Compensate NCAA athletes

Nothing brings a family together like a college football game, whether you’re cheering for your favorite team, rooting against that one school you can’t stand, or just watching because it’s what everyone is watching. The rivalries are intense, the traditions are sacred, and—for entirely non-religious reasons—Saturdays are the holiest day of the week for many devout fans. Behind the fight songs, color commentating, and multimillion-dollar coaching contracts, there is one often-neglected group at the core of the culture that makes all of this drama possible: the players. Without the players, there would be no games, yet they remain the only unpaid party. Announcers, coaches, and advertisers are all paid handsomely; in fact, according to an ESPN study, the highest paid public employee in a majority of states is either a college football or basketball coach. Still, the most crucial components of the college sports equation are working in conditions that some even call slave labor.

Unfortunately, it is unrealistic to ask that college athletes be paid salaries of any significance, considering the athletics budget of the average university is considerably smaller than that of a professional team. Furthermore, although football programs typically generate more revenue than other sports programs, they are not the only teams that would need to be compensated. In most cases, paying college football athletes would also mean paying every other varsity athlete on campus, from the track stars to the fencers. Not only would this task be extremely taxing on the athletics budget, but it would also harm the non-athletes attending the school. To accomodate the salaries of the athletes, the athletics budget would balloon, diverting money away from valuable academic programs. Ultimately, a university is an institution for learning, and, while sports programs are great ways to provide opportunities for athletes and build school spirit, they should not be prioritized at the expense academics.
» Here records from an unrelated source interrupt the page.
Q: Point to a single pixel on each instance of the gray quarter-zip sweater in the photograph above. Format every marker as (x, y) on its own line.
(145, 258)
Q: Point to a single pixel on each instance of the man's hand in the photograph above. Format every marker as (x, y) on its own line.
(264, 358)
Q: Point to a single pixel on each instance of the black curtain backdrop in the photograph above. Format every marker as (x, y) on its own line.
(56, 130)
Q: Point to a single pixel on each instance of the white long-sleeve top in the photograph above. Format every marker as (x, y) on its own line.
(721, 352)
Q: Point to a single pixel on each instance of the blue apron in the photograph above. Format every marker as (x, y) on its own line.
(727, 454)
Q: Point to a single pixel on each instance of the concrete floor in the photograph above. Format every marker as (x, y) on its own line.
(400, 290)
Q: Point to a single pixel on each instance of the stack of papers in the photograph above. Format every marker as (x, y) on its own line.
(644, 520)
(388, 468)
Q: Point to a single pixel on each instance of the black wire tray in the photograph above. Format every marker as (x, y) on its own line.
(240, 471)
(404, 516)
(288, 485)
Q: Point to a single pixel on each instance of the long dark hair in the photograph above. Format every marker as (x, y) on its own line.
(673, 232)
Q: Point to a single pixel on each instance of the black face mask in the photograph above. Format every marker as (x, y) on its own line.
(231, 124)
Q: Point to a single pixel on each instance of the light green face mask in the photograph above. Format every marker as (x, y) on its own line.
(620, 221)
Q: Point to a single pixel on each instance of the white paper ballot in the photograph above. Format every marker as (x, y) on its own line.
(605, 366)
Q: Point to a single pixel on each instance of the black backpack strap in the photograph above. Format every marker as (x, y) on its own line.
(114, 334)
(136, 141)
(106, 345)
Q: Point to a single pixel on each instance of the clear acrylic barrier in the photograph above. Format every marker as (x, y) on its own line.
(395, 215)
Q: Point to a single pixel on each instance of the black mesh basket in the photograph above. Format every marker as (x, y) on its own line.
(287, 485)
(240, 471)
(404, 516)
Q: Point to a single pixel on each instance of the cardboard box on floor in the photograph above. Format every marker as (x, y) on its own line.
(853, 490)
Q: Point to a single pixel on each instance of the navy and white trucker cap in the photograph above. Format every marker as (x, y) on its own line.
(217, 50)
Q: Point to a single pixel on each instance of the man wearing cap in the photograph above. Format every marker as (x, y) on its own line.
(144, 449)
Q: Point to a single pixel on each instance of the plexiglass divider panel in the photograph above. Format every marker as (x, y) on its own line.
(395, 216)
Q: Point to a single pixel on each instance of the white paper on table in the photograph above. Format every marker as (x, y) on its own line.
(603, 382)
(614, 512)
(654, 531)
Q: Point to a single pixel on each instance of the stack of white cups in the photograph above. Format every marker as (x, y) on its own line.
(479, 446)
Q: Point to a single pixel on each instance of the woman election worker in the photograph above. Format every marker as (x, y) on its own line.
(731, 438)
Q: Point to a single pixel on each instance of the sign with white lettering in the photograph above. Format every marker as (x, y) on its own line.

Although it would not be wise for universities to start treating student athletes like employees, this does not mean that they should go entirely uncompensated, especially since a significant portion of college athletes live in poverty. A study conducted by the National College Players Association found that 86 percent of college athletes are living below the federal poverty line, and scholarships do not do nearly enough to aid students financially. Not only do not all students receive scholarships, but scholarships also leave students responsible for the cost of room and board, books, and other expenses. To help mitigate this widespread issue, students should receive a portion of the millions of dollars generated from advertisements and merchandise sales. To maintain amateur status and comply with NCAA rules, college athletes cannot sell or market their likenesses, names, or jersey numbers, which is entirely unfair to players. The NCAA and universities can profit off the hard work of student athletes while the athletes receive nothing and continue to struggle financially.

College athletes are the backbone of sports programs, which both generate revenue and bolster school pride. They deserve to receive part of the money made from advertising and merchandise sales, even if it is unrealistic to expect college athletes to receive a steady salary or wage. In order to support the athletes who support their colleges, student athletes should be compensated.